Will T.

Photography by Ally Szabo

If you’re reading this, I’m not entirely sure. I don’t know what I want you to take away from this letter. I just know I want to pour my thoughts out onto this website and hope that it can help just one person.

You see, every once in a while I pull up the bookmarked Word document on my laptop labeled “IYRT” to type out how I’m feeling. Every time I do it, however, it’s always a fragment of a thought. It’s frustrating knowing that I struggle with anxiety and depression but I can never perfectly articulate how I feel.

That may be the problem, right? I’m putting too much weight on myself again, aren’t I? Being too hard on myself?

Nothing new. I think we all do this in some form. Comparing ourselves to others, who compare themselves to us.

“Why does everyone have it together?” - we think collectively as we all don’t have it together.

Anyways, the following are fragments that span over a year and a half:


I used to think that panic attacks were normal. It almost became a part of my routine. The only problem was it would happen randomly. I’d be driving home from work thinking “Hmm. No panic attack yet today. Is it seriously gonna happen after dinner again?” I know this is a bad mindset. If I’m expecting a breakdown, it probably means that I’m just accepting it’ll happen.
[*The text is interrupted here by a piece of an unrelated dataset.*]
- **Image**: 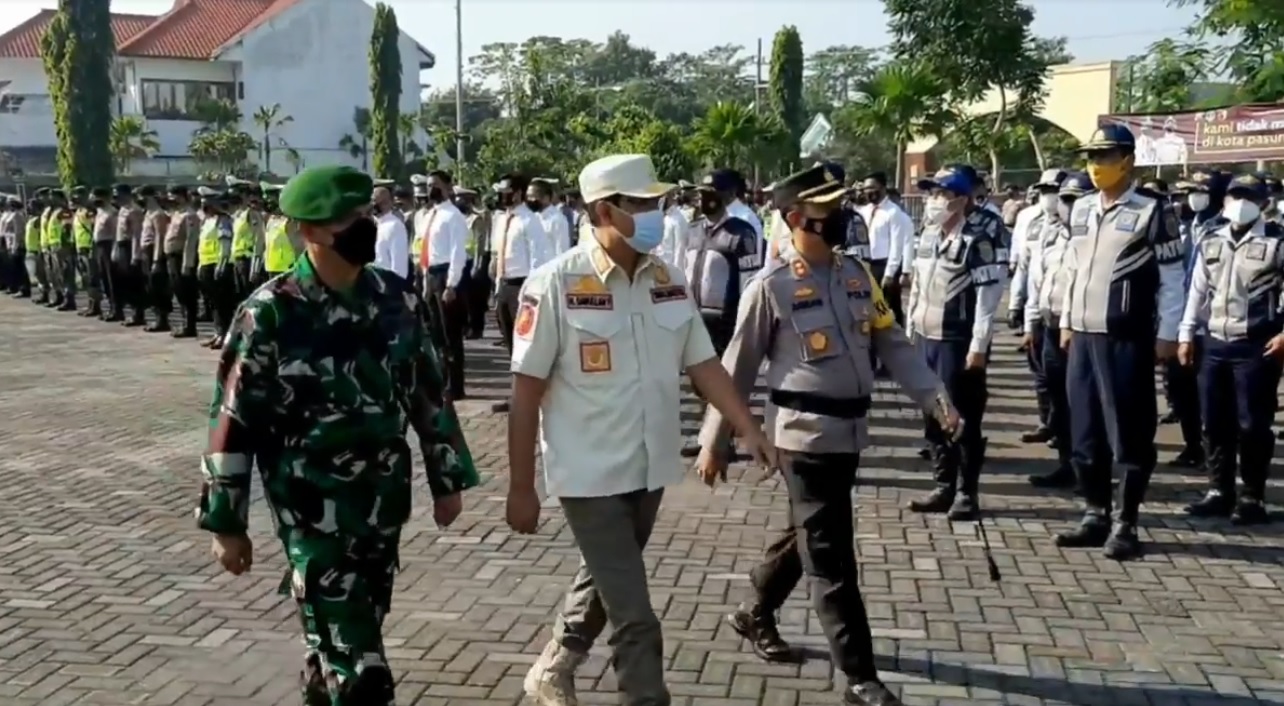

I wouldn’t talk about it because what if everyone thinks I’m overreacting? What if no one cares? What if I should just toughen up? What if? What if? What if?

Excuses! I’m really good at them.


In the summer leading up to my freshman year, I started therapy. It was terrible. One time she called me on vacation and told me to make it short so she could rejoin her family. If I could tell that it was wrong to do that, then you know it's wrong.


I have this annoying problem where my anxiety will get better for a bit of time and my depression decides to worsen. It’s almost as if one is waiting offstage for the other to have their moment, and then *quick scene change* the other comes out and absolutely kills it. A never-ending performance that could really use an intermission.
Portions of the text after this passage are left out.